Linear Regression and the Capital Asset Pricing Model (CAPM)
library(mosaic) # Load additional packages here
library(tidyverse) # Loads tidyquant, tidyverse, lubridate, xts, quantmod, TTR
library(ggformula)
library(GGally)
library(tidyquant)
library(ggfortify)
library(tinytex)
options(scipen=999)
# Some customization. You can alter or delete as desired (if you know what you are doing).
knitr::opts_chunk$set(
tidy=FALSE, # display code as typed
size="small") # slightly smaller font for code
Introduction to the Capital Asset Pricing Model (CAPM)
A fundamental idea in finance is that investors need financial incentives to take on risk. Thus, the expected return R on a risky investment, e.g., a stock, should exceed the risk-free return Rf, or the excess return (R - Rf) should be positive. Typically, for risk-free rate we use short-term government bonds, like the US 3-month treasury bills https://finance.yahoo.com/quote/%5EIRX?p=^IRX
The Capital Asset Market Pricing Model (CAPM) states that the return on a particular risky asset is related to returns of the ‘market’ as follows:
\(Return(asset) = \alpha + \beta*Return(market)+error\)
The \(\alpha\) is the “excess return” of a stock. According to the CAPM, this “excess return” is the reward for taking on the “specific risk” of the stock. As this risk can be eliminated through holding a diversified portfolio, CAPM says the excess return should be close to zero.
The \(\beta\) is a measure of the “market risk” of a stock. It is an indication of how sensitive the stock is to movements in the market as a whole; for a 1% market movement, \(\beta=1\) implies the stock tends to move 1%, \(\beta<1\) means the stock tends to move by less than 1%, whereas \(\beta>1\) means the stock tends to move more than 1%, or it ‘exaggerates’ market movements.

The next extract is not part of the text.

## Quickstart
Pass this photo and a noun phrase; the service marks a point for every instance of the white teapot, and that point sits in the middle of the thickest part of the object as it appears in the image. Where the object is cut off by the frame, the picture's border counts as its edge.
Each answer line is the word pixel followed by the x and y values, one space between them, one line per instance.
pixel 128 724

We will run linear regressions to estimate the \(\alpha\) and \(\beta\) of a couple of stocks, as well as their specific risk. We will use the tidyquant package to download historical prices off the internet and will also see some R code that allows us to calculate a rolling beta. We will explore the relationship between returns (%) of the market (SPY, an ETF that tracks the S&P500) and for a number of stocks, namely Apple (ticker symbol: AAPL), JPMorgan (JPM), Disney (DIS), Domino’s Pizza (DPZ), and Abercrombie & Fitch Co. (ANF).
Loading the data
The tidyquant package comes with a number of functions, utilities that allow us to download financial data off the web, as well as ways of handling all this data.
We begin by loading the data set into the R workspace. We create a collection of stocks with their ticker symbols and then use the piping operator %>% to use tidyquant’s tq_get to donwload historical data from Jan 1, 2011 to Dec 31, 2017 using Yahoo finance and, again, to group data by their ticker symbol.
myStocks <- c("AAPL","JPM","DIS","DPZ","ANF","SPY" ) %>%
tq_get(get = "stock.prices",
from = "2017-08-01",
to = "2020-09-30") %>%
group_by(symbol)
str(myStocks) # examine the structure of the resulting data frame
## tibble [4,782 × 8] (S3: grouped_df/tbl_df/tbl/data.frame)
## $ symbol : chr [1:4782] "AAPL" "AAPL" "AAPL" "AAPL" ...
## $ date : Date[1:4782], format: "2017-08-01" "2017-08-02" ...
## $ open : num [1:4782] 37.3 39.8 39.3 39 39.3 ...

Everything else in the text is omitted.